1. Today I turned exactly 511,209 hours old. Of the useless things you can learn from the internet, this ranks right up there with what Kim Kardashian wore to the basketball game. Except of course learning how old you are in minutes (30,673,023 in case you were interested). Far too many of those minutes were spent doing things that definitely did not get me closer to enlightenment, earn me any money, or add any other tangible value to my life. Airport security lines, I’m talking to you.

2. I have seen various non-congruent data points with respect to the amount of the internet that is dominated by cats – 15% of content, 15% of searches, 15% of waking hours etc. The fact that the ‘15%’ number recurs frequently makes me rather dubious that anyone really knows how much internet real estate cats are (literally) sitting on and even more importantly, why cats and not dogs or some other animal. The answer is of course that dogs try too hard.

3. Somebody (or a bunch of somebodies) was able to land a space vehicle on a moving comet earlier this year. This indeed would qualify as rocket science. Given the amount of things that are not considered rocket science that didn’t get done, like deciding what kind of transit a ‘world class’ city should have, there are many people out there not pulling their share of the weight. Sign me up for a spot when they colonize that comet. It’s got to be more civilized than this place.

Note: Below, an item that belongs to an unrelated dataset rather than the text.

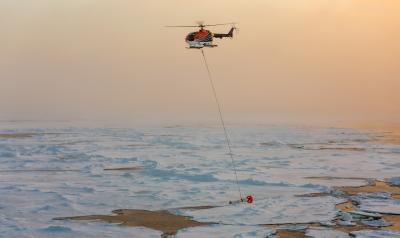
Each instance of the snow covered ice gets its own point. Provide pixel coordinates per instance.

4. Shiloh Jolie-Pitt now wants to be called John (I assume the Jolie-Pitt part still stands). I think this falls into the category of uber-1st world problems. Maybe even the most ‘soggy baguette-cold latte (no it wasn’t meant to be an iced cappuccino)-scratched my new iPhone’ of all first world problems. This one takes a bit of analysis to fully dissect though. First, I think any jury of my peers (but perhaps not a jury of Angelina’s peers – and does she even have a full jury of peers even available on this planet? We may need to go to the comet for that one) would consider ‘Shiloh’ to already be a gender neutral name, if gender identification is your concern. Second, in the Jolie-Pitt universe, I would think that John is also a non-gender specific name. So it is very unclear what objective the child-previously-known as Shiloh is trying to achieve. No doubt all will be revealed in next month’s National Enquirer.